I don’t know about anyone else, but I’m beginning to
sweat. Right about now, Willie notices a light in the
reception office. I’m looking for any excuse to get the
hell out of this room, so I volunteer to go look.
Freaky Happening #3 I come around the corner, and I’ll
tell you what, when
I saw B. Haas’ computer on when it wasn’t on when I
walked into the back room, it took my breath away.
Everybody ran into the room and we put the lights on.
Jennifer or Stephanie, I’m not sure which, noticed a
fake Oscar, presented to Bernie by the New Jersey State
Film Festival at a fund raiser, sitting on the desk next
to the computer. None of us remember it being there but
we can’t be sure. The computer, Stephanie says, could
easily have been left on, but on stand-by. Something,
she says, would have had to have touched the keys for
the computer to come back to life, so to speak.
Craig
says James doesn’t like the front door. He only uses the
back steps. He talks about walls being blocked. Craig
thinks maybe a door has been blocked. This is a
possibility. The building, according to Wister
Dougherty, whose family owned the building up until the
1960s when George Roth bought it, says he thinks 513 was
constructed around 1903 or so. He, himself was born
right in our office in 1931. Of course, it wasn’t our
office then, it was their home. Lots of things could
have changed in 102 years.
Ok, can we leave James behind now? He creeps me out. I
prefer the company of Joan and John and I’m tired of
sitting in the back room in the dark.
We move upstairs but not
much
is happening there, that I can remember or read in my
notes. Craig does see the letters L.E.A.C.H.
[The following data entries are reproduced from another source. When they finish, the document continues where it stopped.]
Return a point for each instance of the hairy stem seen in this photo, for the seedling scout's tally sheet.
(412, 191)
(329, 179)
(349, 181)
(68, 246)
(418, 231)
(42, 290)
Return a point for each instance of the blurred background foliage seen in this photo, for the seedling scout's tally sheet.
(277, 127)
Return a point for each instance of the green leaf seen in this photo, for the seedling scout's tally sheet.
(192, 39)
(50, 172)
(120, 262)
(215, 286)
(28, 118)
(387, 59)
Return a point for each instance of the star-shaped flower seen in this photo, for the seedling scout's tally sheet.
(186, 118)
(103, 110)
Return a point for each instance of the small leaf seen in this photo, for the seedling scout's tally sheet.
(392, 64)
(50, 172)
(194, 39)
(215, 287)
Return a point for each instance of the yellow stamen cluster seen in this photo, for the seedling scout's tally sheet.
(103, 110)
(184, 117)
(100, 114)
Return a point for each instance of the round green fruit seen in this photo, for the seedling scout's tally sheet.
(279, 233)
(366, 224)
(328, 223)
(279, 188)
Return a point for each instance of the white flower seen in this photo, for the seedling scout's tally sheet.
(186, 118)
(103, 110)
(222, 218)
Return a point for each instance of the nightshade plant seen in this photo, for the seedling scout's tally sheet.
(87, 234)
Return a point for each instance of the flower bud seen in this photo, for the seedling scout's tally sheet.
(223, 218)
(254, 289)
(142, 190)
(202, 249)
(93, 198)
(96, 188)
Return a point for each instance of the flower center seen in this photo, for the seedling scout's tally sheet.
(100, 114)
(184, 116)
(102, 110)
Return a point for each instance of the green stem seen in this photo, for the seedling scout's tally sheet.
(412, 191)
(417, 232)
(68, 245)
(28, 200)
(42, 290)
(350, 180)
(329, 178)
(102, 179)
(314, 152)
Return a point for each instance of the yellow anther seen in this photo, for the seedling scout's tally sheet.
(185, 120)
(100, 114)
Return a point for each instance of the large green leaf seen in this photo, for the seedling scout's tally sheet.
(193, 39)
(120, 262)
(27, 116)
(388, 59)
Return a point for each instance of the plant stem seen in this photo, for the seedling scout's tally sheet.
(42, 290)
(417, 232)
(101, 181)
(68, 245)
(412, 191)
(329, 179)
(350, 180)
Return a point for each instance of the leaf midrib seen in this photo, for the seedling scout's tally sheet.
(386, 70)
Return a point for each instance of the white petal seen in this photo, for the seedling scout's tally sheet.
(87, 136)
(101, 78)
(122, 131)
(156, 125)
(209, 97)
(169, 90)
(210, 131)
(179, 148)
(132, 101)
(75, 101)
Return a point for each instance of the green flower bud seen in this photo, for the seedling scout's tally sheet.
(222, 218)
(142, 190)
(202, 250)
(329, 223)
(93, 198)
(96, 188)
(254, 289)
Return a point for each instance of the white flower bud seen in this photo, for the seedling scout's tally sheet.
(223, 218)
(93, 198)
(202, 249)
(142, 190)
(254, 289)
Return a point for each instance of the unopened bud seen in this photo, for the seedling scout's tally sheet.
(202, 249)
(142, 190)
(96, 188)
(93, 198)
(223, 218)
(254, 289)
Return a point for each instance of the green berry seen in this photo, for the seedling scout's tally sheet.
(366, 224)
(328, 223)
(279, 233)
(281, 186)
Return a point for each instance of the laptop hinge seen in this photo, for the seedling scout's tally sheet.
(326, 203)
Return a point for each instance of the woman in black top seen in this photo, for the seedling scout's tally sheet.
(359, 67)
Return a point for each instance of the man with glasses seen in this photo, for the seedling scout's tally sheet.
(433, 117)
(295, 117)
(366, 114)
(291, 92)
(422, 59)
That spells Leach. Leach, of course, is an old Cape May
name. Joseph Leach owned The Cape May Ocean Wave. He
bought it three months after it was established by
Colonial Johnson in June 1854.
Joseph (we assume it is Joseph) cautions Craig to watch
out for the steps be cause
someone fell and broke their leg once and had to be in
bed for a while. Jennifer confirms someone did fall. And
it’s back down the stairs we march to the front office
where Craig gets into some serious channeling.
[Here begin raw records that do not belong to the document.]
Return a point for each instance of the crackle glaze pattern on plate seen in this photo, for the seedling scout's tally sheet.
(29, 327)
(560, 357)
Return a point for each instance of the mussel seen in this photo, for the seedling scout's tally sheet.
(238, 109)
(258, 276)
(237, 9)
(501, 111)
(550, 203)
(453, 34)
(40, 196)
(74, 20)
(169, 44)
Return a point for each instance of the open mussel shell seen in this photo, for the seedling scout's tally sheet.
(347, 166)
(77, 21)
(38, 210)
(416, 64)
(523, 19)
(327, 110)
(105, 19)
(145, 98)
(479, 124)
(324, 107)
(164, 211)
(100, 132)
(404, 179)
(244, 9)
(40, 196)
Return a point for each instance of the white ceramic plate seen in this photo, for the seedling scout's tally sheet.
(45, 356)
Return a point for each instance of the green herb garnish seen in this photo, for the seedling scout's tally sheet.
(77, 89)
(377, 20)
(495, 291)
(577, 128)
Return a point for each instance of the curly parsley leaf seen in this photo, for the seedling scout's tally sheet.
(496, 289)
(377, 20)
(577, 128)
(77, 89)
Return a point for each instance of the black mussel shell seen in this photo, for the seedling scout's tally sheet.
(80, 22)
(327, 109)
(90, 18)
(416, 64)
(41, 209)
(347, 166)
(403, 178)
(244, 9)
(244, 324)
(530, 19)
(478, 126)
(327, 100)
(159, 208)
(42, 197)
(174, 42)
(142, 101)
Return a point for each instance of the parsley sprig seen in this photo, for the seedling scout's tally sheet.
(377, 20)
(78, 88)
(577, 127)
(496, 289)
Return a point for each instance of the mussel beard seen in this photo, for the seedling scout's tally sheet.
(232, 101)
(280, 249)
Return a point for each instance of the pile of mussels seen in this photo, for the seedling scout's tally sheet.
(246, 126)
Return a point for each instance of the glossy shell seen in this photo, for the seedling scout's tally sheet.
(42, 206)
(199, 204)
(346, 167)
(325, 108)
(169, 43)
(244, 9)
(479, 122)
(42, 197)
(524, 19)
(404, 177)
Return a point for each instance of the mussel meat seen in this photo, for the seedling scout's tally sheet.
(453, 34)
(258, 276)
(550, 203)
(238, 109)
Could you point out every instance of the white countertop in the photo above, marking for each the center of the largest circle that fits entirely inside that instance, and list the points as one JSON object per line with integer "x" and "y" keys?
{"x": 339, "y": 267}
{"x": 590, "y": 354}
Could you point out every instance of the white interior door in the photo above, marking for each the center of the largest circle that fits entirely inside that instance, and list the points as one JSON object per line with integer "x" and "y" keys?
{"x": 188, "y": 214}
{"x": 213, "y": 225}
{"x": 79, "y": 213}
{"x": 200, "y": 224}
He starts naming names – Robert hand, Prudence, a
Pricilla, Betty Hand, Other names such as Amaryla,
Virgil, Marcy, Spice Leaming, Joseph Leach, Abigail
Hughes, oriental shop, haberdashery, Julia Jackson
twins, united, United States, Pearl Diver, Peter Boynton
“And Joan is still looking for the bagels. She’s worried
about things burning,” he says, The final message from
someone – Joan, Joseph, James who knows is: “I’m going
to give you an award.”
Who’s giving the award and to whom – no clue.
As I told you earlier, united states probably refers the
United States Hotel, which burned in 1869. However,
there was also a United States Cigar Store on our side
of the block built after the hotel fire. Arson was
suspected in the hotel fire. The suspected arsonist was
one Peter Boynton, aka, The Pearl Diver, who owned an
oriental shop next to the hotel. He was questioned by
authorities and later released.
So there you have it. Some things like the hotel
incident can be found in any history of Cape May. Other
things, like Joan and John – are not
common knowledge. In fact, there are only a handful of
people who would really know about them. Some things can
be explained. We’re not really sure where the fake Oscar
was when we started, nor if anyone accidentally touched
the keys of the computer to activate the screen. One
thing though, no one touched the lights – we tried later
and were unsuccessful in accidentally turning them on.
The door is another unexplainable incident. We can
explain away the noises – they could easily have come
from the air conditioning unit or from the Fudge Kitchen
– but the door is another matter. Stephanie locked the
door herself and was standing back there when it came
open again.
Here’s what I know – I think I’m going to try another
kind of assignment next October.
Happy Halloween. And Boo to you too.